Badan Meteorologi, Klimatologi, dan Geofisika (BMKG) memperingatkan bahwa potensi cuaca ekstrem masih mengintai sebagian besar wilayah Indonesia, meskipun secara klimatologis musim kemarau sudah dimulai. Hingga akhir Juni 2025, hanya sekitar 30 persen zona musim (ZOM) di Indonesia yang benar-benar telah memasuki musim kemarau, sementara wilayah lain seperti Sumatera, Kalimantan, Sulawesi, Maluku, dan Papua masih berisiko tinggi mengalami hujan sedang hingga lebat, disertai petir dan angin kencang dalam periode sepekan ke depan.
Dikatakan oleh Kepala BMKG, Dwikorita Karnawati, bahwa dinamika atmosfer yang kompleks masih menyebabkan terbentuknya awan-awan konvektif yang menjadi penyebab hujan deras. Faktor-faktor seperti gelombang ekuatorial Rossby dan Kelvin, zona konvergensi dan pertemuan angin, serta kemungkinan adanya sirkulasi siklonik di sekitar Samudra Hindia dan Pasifik, terus mendorong pembentukan awan hujan dalam skala luas.
Meskipun sudah memasuki pertengahan musim kemarau, berbagai faktor atmosfer global dan regional masih mendukung terjadinya hujan lebat dan cuaca ekstrem di banyak wilayah, demikian pernyataan Dwikorita. Intensitas hujan yang signifikan tercatat di beberapa wilayah baru-baru ini, dengan insiden hujan harian di atas 50 mm di Nabire dan Kalimantan Barat.
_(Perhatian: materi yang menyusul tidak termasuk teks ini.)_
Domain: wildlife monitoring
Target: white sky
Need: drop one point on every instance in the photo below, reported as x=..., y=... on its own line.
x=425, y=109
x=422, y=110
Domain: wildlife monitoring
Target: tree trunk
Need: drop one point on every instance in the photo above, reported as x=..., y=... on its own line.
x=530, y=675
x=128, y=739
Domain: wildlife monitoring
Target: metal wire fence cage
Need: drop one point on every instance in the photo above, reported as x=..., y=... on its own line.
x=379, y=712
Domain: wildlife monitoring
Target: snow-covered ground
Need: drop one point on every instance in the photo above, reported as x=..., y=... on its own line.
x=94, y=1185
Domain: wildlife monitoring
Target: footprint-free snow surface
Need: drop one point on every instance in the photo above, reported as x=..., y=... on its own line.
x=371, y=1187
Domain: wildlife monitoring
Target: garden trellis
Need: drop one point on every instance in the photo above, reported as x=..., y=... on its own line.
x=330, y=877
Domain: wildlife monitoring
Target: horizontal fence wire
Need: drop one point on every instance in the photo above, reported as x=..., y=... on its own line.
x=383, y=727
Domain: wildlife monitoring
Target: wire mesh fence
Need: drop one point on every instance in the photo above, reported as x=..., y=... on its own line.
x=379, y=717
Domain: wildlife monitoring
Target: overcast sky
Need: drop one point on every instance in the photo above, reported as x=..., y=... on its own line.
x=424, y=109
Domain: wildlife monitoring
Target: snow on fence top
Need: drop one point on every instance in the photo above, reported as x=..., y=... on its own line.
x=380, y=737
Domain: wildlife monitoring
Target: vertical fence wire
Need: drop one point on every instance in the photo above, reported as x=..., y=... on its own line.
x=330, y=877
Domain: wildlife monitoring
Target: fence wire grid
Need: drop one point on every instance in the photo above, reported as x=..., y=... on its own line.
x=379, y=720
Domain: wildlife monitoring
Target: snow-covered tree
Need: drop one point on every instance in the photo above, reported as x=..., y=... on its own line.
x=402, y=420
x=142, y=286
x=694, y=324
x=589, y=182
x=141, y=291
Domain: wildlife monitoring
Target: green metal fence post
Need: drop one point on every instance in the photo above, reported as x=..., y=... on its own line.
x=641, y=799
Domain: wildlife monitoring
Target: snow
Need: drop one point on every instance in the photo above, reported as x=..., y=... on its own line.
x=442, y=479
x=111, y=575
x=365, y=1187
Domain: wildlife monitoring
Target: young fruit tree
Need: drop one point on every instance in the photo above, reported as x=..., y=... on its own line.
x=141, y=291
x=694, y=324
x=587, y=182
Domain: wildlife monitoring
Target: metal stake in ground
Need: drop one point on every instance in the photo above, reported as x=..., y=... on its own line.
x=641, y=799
Hal ini berpotensi menyebabkan bencana hidrometeorologi seperti banjir, tanah longsor, genangan air, pohon tumbang, dan kerusakan infrastruktur.
BMKG memperkirakan potensi cuaca ekstrem masih tinggi hingga 18 Juli, di mana hujan lebat dapat terjadi di berbagai wilayah termasuk Aceh, Sumatera Utara, Papua Pegunungan, dan Papua Selatan. Selain itu, angin kencang juga dapat melanda wilayah barat hingga timur Indonesia seperti Aceh, Jawa Timur, Sulawesi Selatan, Nusa Tenggara Timur, dan Maluku. Masyarakat diimbau untuk waspada terhadap potensi cuaca ekstrem dan mengambil langkah pencegahan yang diperlukan, karena cuaca dapat berubah dengan cepat dan menimbulkan dampak yang signifikan.